Quando você ver mais personalidades pretas na mídia atualmente, você se sente representada?
Sim, me sinto representada, apesar de ainda ter um longo caminho pela frente, é bom ver que a sociedade está caminhando para fazer com que as pessoas pretas se sintam representadas nos filmes, programas de TV, esportes, e etc.!
Agora partindo para um outro ponto além dos cabelos, nas suas palavras, o que é Colorismo?
O Colorismo pode ter duas formas diferentes, que é o preconceito com pessoas retintas e o desrespeito pelo fato dos mesmos serem mais escuros, e o apagamento da parte mais clara da comunidade preta, os light skin. E há muitas coisas que englobam o Colorismo, como o colorismo social no Brasil e o termo "pardo", que só existe aqui e tem toda uma história onde pardo é uma palavra usada para tentar diminuir a quantidade de pessoa pretas no Brasil, o apagamento da raça e das variações de cor das peles pretas. A maioria das pessoas pardas são de fato pretas e esse termo é mais usado dentro da comunidade, por exemplo, para pessoas que não são pretas e sim têm descendência indígena ou asiática marrom. Na comunidade você é preto retinto — pele escura —, ou light skin — preto de pele
clara. A cada pouco a comunidade está mudando o termo para que assim possam acabar com o racismo estrutural que vivemos e o povo preto comece a ter voz sem o preconceito colorístico, e é claro que ainda há um grande caminho pela frente, já que o racismo estrutural está tão normalizado que até mesmo pessoas pretas o reproduzem, por isso é uma luta constante que não vai ser fácil.
Ainda sobre o conceito de Colorismo, qual sua opinião sobre os pretos não retintos, como eles se veem na sociedade?
Tem muitas pessoas que nem sequer conhecem seu tom de pele, e nem mesmo sabem que são pretos light skin. E é exatamente por todo o racismo estrutural e o apagamento da cor na sociedade que é muito enraizado. Acho que há muitas pessoas não retintas que se sentem desligadas e deslocadas por não saberem exatamente quem são, e novamente falo que finalmente isso é algo que está mudando na comunidade e finalmente as pessoas pretas de pele clara estão se encontrando e tendo seu lugar na cultura que lhe pertence por direito.
Você participa de um movimento, pode falar um pouco a respeito e como ele mudou a sua percepção?

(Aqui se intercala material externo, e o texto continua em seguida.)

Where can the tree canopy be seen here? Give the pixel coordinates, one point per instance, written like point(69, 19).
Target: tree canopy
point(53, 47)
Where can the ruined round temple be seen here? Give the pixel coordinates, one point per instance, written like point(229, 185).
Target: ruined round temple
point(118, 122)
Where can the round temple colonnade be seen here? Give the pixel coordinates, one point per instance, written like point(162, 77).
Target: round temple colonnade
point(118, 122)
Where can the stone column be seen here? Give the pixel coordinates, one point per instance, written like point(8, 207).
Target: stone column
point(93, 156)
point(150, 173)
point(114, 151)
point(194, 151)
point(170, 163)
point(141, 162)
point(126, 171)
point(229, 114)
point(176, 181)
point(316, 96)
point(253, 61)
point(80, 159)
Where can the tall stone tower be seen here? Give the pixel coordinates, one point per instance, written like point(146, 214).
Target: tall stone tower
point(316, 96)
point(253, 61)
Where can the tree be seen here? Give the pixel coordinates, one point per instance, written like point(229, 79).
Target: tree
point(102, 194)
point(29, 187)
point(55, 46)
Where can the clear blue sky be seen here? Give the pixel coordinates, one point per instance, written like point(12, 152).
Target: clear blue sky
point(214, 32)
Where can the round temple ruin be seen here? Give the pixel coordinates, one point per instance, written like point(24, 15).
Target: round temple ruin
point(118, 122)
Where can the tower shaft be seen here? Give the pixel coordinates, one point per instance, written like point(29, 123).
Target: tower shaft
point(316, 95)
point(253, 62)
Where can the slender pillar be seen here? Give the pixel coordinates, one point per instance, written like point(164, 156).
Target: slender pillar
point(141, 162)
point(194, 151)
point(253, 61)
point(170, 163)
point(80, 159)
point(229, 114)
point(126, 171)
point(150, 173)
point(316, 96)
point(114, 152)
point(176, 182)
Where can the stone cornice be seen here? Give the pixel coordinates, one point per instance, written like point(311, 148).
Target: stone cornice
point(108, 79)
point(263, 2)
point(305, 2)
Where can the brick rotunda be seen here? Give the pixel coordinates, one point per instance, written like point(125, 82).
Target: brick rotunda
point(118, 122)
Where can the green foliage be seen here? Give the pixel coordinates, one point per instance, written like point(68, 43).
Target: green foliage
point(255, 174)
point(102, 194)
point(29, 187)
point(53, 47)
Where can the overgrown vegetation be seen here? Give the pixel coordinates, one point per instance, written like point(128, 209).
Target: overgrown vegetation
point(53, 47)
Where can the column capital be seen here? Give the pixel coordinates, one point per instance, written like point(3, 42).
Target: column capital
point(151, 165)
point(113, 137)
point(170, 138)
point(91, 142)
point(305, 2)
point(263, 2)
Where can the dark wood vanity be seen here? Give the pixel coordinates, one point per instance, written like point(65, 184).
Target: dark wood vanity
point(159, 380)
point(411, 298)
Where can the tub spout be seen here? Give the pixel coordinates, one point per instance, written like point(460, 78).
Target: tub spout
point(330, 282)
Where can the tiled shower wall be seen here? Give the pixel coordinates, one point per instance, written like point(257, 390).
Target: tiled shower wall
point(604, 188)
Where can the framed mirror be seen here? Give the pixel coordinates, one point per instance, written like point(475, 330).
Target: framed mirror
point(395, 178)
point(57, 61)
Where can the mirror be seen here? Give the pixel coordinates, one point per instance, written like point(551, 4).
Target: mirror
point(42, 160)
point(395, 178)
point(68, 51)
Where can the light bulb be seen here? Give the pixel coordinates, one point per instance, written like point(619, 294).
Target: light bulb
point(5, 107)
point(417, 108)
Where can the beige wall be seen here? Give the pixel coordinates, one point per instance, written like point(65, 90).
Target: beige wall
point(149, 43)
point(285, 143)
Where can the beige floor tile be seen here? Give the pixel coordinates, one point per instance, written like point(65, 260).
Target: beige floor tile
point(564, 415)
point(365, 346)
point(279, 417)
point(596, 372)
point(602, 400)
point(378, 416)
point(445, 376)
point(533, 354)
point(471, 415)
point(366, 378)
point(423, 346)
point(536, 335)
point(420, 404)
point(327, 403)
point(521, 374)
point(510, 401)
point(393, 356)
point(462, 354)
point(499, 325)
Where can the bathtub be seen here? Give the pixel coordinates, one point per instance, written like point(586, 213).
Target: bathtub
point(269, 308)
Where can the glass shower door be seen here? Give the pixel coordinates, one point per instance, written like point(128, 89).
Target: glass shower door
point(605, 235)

Eu participo do movimento da libertação dos cachos, e desde então mudou completamente a minha visão de como as mulheres e homens continuam tendo receio de se assumir por conta do preconceito, e me deu uma grande percepção de como o racismo está muito enraizado na nossa sociedade.

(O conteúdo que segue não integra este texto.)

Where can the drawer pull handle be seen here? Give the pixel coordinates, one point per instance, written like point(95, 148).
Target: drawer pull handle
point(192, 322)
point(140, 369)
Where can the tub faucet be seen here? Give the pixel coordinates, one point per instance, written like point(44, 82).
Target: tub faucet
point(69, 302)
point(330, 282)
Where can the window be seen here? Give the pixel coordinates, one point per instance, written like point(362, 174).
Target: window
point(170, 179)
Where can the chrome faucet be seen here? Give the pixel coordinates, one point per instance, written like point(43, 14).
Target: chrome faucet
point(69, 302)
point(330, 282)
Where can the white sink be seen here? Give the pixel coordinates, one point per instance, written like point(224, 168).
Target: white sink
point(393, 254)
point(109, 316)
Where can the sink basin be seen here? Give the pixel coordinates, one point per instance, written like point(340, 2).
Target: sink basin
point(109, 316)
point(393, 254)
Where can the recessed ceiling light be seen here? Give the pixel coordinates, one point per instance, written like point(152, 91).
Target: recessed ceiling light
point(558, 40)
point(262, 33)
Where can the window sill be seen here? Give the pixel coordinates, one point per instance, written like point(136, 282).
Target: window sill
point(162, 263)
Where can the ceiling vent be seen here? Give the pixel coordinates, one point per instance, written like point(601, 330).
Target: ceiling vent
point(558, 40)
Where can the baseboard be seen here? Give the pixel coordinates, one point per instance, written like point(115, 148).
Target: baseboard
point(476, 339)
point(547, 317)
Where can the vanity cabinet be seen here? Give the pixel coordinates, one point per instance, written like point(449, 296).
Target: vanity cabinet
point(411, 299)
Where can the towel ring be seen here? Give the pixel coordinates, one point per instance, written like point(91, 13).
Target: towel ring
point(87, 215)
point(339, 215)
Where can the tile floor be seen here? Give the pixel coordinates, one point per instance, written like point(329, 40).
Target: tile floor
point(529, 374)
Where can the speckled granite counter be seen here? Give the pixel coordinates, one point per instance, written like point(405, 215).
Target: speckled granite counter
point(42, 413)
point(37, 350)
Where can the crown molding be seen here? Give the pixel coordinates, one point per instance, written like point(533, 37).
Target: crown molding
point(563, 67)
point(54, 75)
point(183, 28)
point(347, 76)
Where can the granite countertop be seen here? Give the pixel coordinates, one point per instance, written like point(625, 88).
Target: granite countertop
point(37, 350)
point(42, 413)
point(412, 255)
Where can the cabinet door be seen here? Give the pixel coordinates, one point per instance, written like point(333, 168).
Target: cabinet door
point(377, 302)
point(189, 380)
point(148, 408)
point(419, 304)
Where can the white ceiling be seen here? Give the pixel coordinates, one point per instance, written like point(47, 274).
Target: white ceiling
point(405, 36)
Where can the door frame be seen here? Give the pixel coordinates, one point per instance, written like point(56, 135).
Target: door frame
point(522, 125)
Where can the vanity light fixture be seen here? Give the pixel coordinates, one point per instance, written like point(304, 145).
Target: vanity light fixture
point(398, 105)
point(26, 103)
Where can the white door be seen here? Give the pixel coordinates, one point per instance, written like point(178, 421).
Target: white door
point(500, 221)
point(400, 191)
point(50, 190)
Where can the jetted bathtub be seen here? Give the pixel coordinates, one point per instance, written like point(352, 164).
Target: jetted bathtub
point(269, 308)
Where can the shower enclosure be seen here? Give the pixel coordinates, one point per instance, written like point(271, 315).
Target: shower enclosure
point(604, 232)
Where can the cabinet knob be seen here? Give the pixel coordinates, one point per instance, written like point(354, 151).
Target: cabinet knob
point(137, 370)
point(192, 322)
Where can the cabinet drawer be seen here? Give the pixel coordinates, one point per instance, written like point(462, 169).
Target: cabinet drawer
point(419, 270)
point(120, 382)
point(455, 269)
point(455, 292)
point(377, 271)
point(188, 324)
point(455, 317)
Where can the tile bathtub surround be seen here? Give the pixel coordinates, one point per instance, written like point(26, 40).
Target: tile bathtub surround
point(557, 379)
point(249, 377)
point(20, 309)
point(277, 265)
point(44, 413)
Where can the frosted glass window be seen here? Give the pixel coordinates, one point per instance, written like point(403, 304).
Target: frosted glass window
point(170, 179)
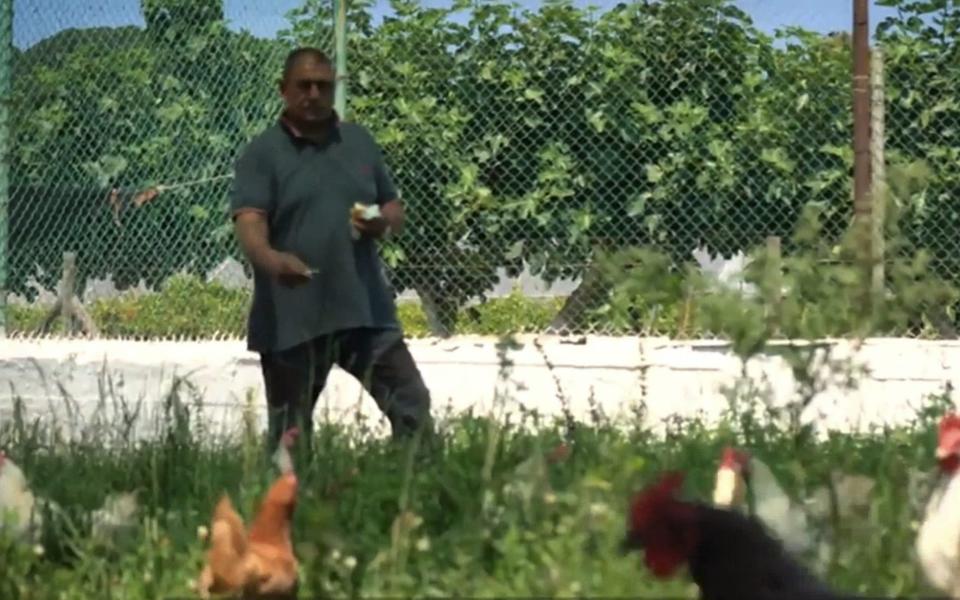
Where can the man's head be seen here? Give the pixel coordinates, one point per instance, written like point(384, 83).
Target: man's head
point(307, 86)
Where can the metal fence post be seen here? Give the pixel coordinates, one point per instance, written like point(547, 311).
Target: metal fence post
point(340, 42)
point(6, 75)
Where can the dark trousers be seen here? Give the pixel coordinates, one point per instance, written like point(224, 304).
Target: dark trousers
point(379, 359)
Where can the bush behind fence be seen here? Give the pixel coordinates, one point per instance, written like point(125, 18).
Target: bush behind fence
point(533, 140)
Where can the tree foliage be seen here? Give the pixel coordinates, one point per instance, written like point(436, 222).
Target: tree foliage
point(538, 138)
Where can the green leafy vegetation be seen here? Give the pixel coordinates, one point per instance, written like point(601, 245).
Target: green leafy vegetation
point(547, 137)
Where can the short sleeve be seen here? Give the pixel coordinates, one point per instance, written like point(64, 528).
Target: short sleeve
point(252, 187)
point(386, 189)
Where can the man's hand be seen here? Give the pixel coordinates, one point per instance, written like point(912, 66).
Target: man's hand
point(252, 233)
point(391, 214)
point(288, 269)
point(374, 227)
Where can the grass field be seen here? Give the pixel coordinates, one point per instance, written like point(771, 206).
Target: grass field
point(475, 522)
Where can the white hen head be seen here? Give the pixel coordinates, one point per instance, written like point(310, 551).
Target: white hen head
point(729, 489)
point(282, 456)
point(948, 444)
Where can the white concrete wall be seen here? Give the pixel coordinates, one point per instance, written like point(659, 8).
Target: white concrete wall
point(621, 374)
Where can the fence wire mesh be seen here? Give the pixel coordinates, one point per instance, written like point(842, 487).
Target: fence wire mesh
point(527, 144)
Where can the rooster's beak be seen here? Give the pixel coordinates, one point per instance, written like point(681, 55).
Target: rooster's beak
point(629, 543)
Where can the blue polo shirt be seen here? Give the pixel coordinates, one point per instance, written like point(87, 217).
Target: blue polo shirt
point(307, 189)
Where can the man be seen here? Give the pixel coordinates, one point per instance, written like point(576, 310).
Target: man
point(320, 297)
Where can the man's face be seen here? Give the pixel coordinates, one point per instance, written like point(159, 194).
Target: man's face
point(308, 90)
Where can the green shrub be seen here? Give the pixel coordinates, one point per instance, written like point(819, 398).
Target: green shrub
point(519, 532)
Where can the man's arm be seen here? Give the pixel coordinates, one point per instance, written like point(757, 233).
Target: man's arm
point(253, 235)
point(251, 201)
point(391, 207)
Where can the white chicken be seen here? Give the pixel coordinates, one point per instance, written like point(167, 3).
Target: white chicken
point(22, 512)
point(21, 515)
point(771, 504)
point(938, 541)
point(791, 521)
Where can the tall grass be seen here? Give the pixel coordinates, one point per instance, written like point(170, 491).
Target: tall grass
point(376, 518)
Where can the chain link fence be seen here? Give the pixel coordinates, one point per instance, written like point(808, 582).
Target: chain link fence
point(526, 143)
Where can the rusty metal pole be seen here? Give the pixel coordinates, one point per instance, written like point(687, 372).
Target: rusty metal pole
point(862, 177)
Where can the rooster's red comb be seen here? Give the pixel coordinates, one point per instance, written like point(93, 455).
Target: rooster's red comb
point(652, 502)
point(731, 457)
point(949, 421)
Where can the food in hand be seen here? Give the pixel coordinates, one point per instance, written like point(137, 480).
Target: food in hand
point(362, 212)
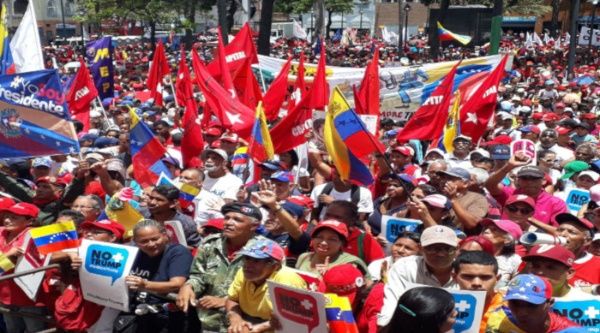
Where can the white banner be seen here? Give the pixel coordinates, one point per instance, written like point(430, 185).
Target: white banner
point(584, 37)
point(102, 275)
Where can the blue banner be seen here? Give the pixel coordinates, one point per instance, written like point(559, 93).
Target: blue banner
point(34, 119)
point(99, 57)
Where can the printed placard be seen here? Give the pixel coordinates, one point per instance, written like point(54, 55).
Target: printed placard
point(584, 312)
point(576, 199)
point(298, 310)
point(102, 275)
point(392, 226)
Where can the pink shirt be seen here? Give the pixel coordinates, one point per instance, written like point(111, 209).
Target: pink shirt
point(546, 205)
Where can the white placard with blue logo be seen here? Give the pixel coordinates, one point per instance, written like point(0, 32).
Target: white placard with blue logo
point(102, 275)
point(469, 307)
point(585, 312)
point(576, 199)
point(392, 226)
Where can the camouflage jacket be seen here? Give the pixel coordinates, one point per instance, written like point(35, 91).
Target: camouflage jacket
point(211, 275)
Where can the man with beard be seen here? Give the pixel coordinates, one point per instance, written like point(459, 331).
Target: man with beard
point(219, 181)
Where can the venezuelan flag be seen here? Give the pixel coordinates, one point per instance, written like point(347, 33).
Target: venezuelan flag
point(5, 264)
point(452, 129)
point(339, 314)
point(260, 147)
point(447, 35)
point(146, 152)
point(347, 140)
point(55, 237)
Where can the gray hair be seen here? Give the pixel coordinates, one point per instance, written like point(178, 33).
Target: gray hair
point(149, 223)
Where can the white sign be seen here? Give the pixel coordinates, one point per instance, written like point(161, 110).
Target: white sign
point(102, 275)
point(584, 37)
point(298, 310)
point(175, 232)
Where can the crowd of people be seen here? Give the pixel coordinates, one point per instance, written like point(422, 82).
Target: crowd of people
point(474, 207)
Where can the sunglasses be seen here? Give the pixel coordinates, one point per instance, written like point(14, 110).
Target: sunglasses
point(523, 211)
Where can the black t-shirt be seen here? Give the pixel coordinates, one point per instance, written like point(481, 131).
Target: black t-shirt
point(175, 261)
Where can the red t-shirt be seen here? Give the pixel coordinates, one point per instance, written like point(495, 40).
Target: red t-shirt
point(587, 271)
point(371, 250)
point(10, 292)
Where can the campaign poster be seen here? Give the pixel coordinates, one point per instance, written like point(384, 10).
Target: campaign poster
point(392, 226)
point(102, 275)
point(298, 310)
point(585, 312)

A indústria dos cosméticos tem atendido as demandas para os cabelos crespos e cacheados? Há qualidade e preço acessível?
Antes era muito difícil ver produtos para cabelos cacheados, mas hoje em dia já se nota a diferença e como a indústria do cosmético capilar está incluindo os cabelos afros e cacheados e com um preço acessível.
Você pode nos deixar uma frase motivacional para mulheres pretas que estão neste momento passando ou pensando em passar pela transição capilar?
O nosso cabelo é a nossa identidade, é a nossa luta e força. Assumi-los é a melhor coisa que você pode fazer por você mesmo.